The best way to decide if you need to go the animated route or not is to ask yourself a simple question: can you demonstrate what you do in a physical way? By which I don’t mean communicating, say, pay-per-click advertising through interpretive dance – but if there’s no physical product, then standing and talking about it in front of a camera is probably pretty worthless.

Services – for example, workflow tools, financial transaction services or instant messaging products – need to be shown to work in a way that may be too boring to show on screen, or may have what you believe to be an emotional or social benefit that you can’t attribute in a simple showcase.

It’s not about explaining things simply with the occasional cartoon lightbulb, cloud or a daft-looking bird for punctuation – it’s bringing something a little less tangible to life in an engaging way. Animated explainer videos allow for more personality when what you’re selling simply doesn’t have it. Nobody sees PayPal as cheeky, or Google Hangouts as down with the kids. They just do things simply and effectively, but in a different manner to competitors – which is why both companies have gone the animated route (with, admittedly, live-action parts too).

What’s more, if you offer something that evolves with the times – software being a particularly excellent example – or you’re the kind of place that rebrands every now and then (even subtly), you can go back and edit the bits that don’t comply with your new look, product, or service. Think of it as an investment for the future.
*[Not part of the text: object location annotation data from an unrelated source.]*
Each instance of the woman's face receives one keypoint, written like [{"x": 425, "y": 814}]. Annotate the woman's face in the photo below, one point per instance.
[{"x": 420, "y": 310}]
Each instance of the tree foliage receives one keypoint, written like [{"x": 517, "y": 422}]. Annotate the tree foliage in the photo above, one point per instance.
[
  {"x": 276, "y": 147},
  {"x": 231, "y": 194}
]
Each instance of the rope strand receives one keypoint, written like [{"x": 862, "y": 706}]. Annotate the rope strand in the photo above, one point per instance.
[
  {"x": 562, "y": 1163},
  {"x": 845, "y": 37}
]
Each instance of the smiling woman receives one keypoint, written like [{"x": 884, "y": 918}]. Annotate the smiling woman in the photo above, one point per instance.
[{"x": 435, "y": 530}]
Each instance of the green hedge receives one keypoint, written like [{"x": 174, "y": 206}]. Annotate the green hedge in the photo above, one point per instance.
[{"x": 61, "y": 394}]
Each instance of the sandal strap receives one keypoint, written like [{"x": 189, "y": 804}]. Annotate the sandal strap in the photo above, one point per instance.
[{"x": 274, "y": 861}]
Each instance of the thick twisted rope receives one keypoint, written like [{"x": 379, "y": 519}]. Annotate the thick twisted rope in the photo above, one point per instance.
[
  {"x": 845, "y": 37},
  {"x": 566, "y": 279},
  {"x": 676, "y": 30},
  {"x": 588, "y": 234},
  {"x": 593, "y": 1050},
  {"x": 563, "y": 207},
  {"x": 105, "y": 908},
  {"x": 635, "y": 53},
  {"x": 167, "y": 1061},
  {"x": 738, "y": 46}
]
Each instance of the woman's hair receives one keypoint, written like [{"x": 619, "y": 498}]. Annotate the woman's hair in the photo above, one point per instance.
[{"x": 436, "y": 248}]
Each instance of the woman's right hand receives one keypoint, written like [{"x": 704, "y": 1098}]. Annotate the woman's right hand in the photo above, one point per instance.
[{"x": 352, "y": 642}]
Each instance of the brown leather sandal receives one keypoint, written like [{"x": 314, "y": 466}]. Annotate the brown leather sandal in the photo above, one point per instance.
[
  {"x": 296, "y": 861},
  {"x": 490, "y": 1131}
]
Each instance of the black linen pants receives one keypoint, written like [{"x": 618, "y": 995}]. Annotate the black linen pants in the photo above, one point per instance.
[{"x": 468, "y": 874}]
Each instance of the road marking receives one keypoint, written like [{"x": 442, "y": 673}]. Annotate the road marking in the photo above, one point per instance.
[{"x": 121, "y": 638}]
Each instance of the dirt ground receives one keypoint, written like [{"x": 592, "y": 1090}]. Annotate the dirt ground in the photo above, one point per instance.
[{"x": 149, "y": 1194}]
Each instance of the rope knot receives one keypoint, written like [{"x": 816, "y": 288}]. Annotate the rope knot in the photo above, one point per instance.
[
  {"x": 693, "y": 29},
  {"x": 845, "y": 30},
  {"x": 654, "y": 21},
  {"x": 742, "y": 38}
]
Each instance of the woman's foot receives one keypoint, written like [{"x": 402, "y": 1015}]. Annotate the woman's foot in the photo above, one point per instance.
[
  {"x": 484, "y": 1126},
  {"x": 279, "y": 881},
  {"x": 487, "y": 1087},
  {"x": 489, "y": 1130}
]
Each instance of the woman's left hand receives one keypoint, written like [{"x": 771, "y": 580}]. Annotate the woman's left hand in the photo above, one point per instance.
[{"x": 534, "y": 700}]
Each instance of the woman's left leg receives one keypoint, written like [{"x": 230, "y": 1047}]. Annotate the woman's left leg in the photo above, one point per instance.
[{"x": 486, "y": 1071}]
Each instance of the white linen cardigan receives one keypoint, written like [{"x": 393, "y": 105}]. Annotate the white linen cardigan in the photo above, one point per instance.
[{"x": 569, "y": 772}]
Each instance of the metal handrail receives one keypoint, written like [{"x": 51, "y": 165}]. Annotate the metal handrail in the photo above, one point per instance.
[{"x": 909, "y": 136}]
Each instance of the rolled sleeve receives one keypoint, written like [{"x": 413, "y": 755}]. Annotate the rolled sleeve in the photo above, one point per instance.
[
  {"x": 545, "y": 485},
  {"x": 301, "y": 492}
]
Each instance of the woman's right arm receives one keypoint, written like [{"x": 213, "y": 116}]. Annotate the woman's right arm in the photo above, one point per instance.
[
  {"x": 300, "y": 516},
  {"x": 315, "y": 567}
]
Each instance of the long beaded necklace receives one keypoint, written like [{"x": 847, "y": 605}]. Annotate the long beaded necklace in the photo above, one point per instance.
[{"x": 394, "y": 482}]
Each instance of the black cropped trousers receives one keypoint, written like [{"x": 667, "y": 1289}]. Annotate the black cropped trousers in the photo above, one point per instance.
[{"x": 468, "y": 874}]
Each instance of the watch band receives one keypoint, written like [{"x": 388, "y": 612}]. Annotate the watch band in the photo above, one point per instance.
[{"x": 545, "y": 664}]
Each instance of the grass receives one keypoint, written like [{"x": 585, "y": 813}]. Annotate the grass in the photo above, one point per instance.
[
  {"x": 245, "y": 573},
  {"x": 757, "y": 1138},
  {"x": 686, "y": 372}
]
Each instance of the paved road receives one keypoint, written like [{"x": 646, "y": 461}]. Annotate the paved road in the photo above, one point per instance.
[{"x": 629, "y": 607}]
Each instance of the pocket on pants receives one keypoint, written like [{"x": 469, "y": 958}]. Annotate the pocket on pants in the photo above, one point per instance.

God forbid you get a bad animator, though. Getting the wrong person for your job can turn a potential Pixar short into Don Hertzfeldt’s Rejected, or one of the less funny episodes of 12 oz. Mouse. …not to say that “animated” means “cartoon”, though. You know what I mean.


Slide-based explainer

Best used for: Demonstrations, usually of software; how-to videos; addressing more in-depth functions of a product or service.

What you need: A clear storyboard; a start and a finish; the steps in between.

I love slide-based explainers. They’re my absolute favourite. They don’t need to be static; for example, you can flip between screenshots with active mouse cursors, or display a few diagrams. Chuck in the occasional zoom shot when you need to differentiate between two items in a list and bosh – that explanation you wanted just explained what you needed. If you’re doing a simple demonstration or explaining the minutiae of a specific service function, just stick to this. People will leave feeling happy, because you’ve given them the answer they’re looking for.


Text-based “whiteboard”-style explainer

Best used for: Nothing.

What you need: No self-respect.

It’s been done. It’s been done a million times. Sure, you have no budget, but please, don’t go down the route of look-I-have-a-whiteboard-and-a-marker-and-ideas-and-a-camera-stuck-on-fast-forward-oh-no-watch-out-guys-there’s-another-guy-helping-me-out-with-a-DIFFERENT-COLOURED-PEN-isn’t-this-wacky?-please-love-us-we’re-inventive.

Even if you go the more high-tech whiteboard and animation combination route, the only thing this format will communicate is a lack of originality. You can stand in front of a board and draw as you talk, maybe – if you’re drawing stuff and you have enough in the way of words to cover what you’re saying – but this one’s been done to death. 0/10 would not do, even if my job was to sell actual whiteboards.